Elbette toplumun en büyük sevinci sadece damadın gidişinden kaynaklanmıyor; itirazının, kendisine dayatılan yaşamı kabul etmemesinin sonuç aldığını görmesinden kaynaklanıyor. Durup beklemeden, “nasıl olsa bunlar gidecekler” demeden, itirazı büyütmenin halkın iliğini emen bu saadet zincirini kıracağını toplum çok iyi biliyor.

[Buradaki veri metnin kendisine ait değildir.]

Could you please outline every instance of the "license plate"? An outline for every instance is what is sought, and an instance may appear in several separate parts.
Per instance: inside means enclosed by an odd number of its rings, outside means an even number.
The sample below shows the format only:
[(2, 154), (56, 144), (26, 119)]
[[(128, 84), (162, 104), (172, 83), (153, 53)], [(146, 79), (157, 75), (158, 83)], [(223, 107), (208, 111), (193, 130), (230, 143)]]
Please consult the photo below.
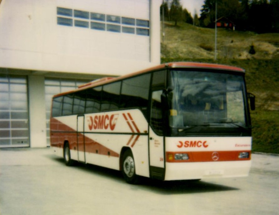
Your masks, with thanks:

Damadın sadece canı istediği ya da mızıkçılık yapmak için çekip gitmediğini bilecek kadar büyük bir ferasete sahip bu toplum.

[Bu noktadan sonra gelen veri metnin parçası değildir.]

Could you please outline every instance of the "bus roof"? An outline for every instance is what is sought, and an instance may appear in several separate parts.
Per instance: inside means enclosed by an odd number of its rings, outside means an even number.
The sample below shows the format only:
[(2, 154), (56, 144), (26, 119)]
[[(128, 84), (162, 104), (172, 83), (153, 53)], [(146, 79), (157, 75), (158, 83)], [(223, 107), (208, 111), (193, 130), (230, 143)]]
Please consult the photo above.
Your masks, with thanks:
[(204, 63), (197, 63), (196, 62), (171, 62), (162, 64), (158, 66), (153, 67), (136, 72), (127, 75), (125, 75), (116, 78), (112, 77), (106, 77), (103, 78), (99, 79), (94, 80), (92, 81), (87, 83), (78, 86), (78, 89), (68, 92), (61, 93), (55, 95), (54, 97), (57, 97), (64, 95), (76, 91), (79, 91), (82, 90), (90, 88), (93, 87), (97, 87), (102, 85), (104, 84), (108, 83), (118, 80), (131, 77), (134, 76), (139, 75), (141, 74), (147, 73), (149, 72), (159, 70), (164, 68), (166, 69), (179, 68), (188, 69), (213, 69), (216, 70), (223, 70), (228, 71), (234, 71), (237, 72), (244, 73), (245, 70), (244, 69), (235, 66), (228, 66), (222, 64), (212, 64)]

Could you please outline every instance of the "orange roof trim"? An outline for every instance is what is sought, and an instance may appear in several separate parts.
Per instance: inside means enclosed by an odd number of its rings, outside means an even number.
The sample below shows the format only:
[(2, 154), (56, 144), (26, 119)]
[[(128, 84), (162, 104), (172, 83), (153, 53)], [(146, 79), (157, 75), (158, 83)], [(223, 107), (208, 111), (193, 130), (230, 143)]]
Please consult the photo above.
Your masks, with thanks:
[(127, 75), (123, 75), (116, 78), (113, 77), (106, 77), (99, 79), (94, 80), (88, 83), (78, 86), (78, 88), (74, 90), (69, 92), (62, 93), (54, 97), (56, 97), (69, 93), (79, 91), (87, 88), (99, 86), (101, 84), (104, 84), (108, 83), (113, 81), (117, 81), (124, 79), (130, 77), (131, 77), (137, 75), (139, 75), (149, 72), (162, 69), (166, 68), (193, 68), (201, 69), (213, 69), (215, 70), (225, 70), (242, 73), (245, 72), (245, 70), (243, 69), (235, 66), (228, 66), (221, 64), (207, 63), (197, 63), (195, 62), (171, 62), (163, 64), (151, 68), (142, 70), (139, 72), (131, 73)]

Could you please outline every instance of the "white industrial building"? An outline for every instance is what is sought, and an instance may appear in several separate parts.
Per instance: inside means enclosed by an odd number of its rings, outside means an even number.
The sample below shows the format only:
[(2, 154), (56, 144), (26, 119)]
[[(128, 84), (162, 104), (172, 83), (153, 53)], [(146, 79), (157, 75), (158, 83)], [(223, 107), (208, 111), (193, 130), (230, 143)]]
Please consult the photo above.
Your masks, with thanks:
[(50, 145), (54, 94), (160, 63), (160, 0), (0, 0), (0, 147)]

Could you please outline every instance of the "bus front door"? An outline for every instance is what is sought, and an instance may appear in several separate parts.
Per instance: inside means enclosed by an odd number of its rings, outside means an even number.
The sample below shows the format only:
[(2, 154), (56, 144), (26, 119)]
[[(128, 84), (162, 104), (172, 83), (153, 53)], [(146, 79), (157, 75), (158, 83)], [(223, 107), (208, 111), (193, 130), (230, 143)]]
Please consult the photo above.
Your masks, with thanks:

Saraylıların yüzündeki o sahte mutlu sırıtışının donmasını sağlayan bu toplumun ve halkın mücadelesi ve itirazıdır. Bize çektirdikleri her acının korkusunu her gün yaşıyorlar, yaşamaya devam edecekler.
Yeni dönem devrimciliğinin de, mücadelenin de, yurtseverliğinin de kriteri bu saadet zincirine, Saraylılar rejimine karşı ortak bir mücadele örgütlemektir. Katlettikleri her bir kavramı yeniden anlamına kavuşturmak, bunun için anlam anlayışını derinleştirmektir. En çok gerçekten korktuklarına göre her yerde hakikati gözlerine gözlerine sokmaktır. Toplumun bu konuda kendisine inancı da, güveni de tam. Yeter ki bu topluma öncülük iddiasında olanlar yüksek siyaset içinde gerçeği ıskalamasınlar.